An SMC that I know has a close relationship with her mother. She knows she’s lucky to have another adult around, especially when one of the children is sick. She relies on her mother for guidance, assistance, and suggestions but mostly for emotional support. She values her mother’s wisdom and considers her mother a co-parent to her children. But this SMC has also noted that her mother can be critical and disrespectful to her, oftentimes in front of her own children. She wishes her mother would treat her less like a daughter and more like an equal.
Another SMC has deliberately done things quite differently from her own mother. They are close, but the SMC has to constantly remind her mother to watch her boundaries, warning, “We are doing it another way in my family, please respect my wishes and do it the way I choose.” Because of their disagreements, this SMC relies on her mother less than she otherwise might. But this grandmother and grandchild have a wonderful bond, and the SMC treasures their relationship. It helps me to hear about these wonderful and flawed mothers of my SMC sisters.

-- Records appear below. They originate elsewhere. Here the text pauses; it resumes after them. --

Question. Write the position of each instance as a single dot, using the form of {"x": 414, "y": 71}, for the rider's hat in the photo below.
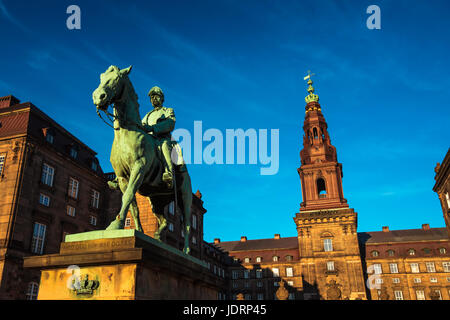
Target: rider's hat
{"x": 156, "y": 90}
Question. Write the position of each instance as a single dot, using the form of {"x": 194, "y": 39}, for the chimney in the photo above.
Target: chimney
{"x": 8, "y": 101}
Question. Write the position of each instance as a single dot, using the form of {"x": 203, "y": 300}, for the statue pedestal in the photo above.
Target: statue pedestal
{"x": 121, "y": 264}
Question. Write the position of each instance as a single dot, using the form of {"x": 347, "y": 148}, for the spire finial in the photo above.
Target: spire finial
{"x": 311, "y": 97}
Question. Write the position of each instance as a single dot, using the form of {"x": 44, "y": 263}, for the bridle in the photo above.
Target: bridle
{"x": 112, "y": 117}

At the end of the day, I am who I am, and my daughter is who she is, and my mom died when I was 19. Those things are all linked. The fears and experiences I had as a younger woman helped to shape who I am as an older mom. How I am with my child has and will shape her into the person she will become. For better or worse, this is all Judy and I have. Everyone has people in their lives who help and people who don’t. We all have things we wish were so and things we wish weren’t so, as we pursue our dream of mothering our children in the best way we know how.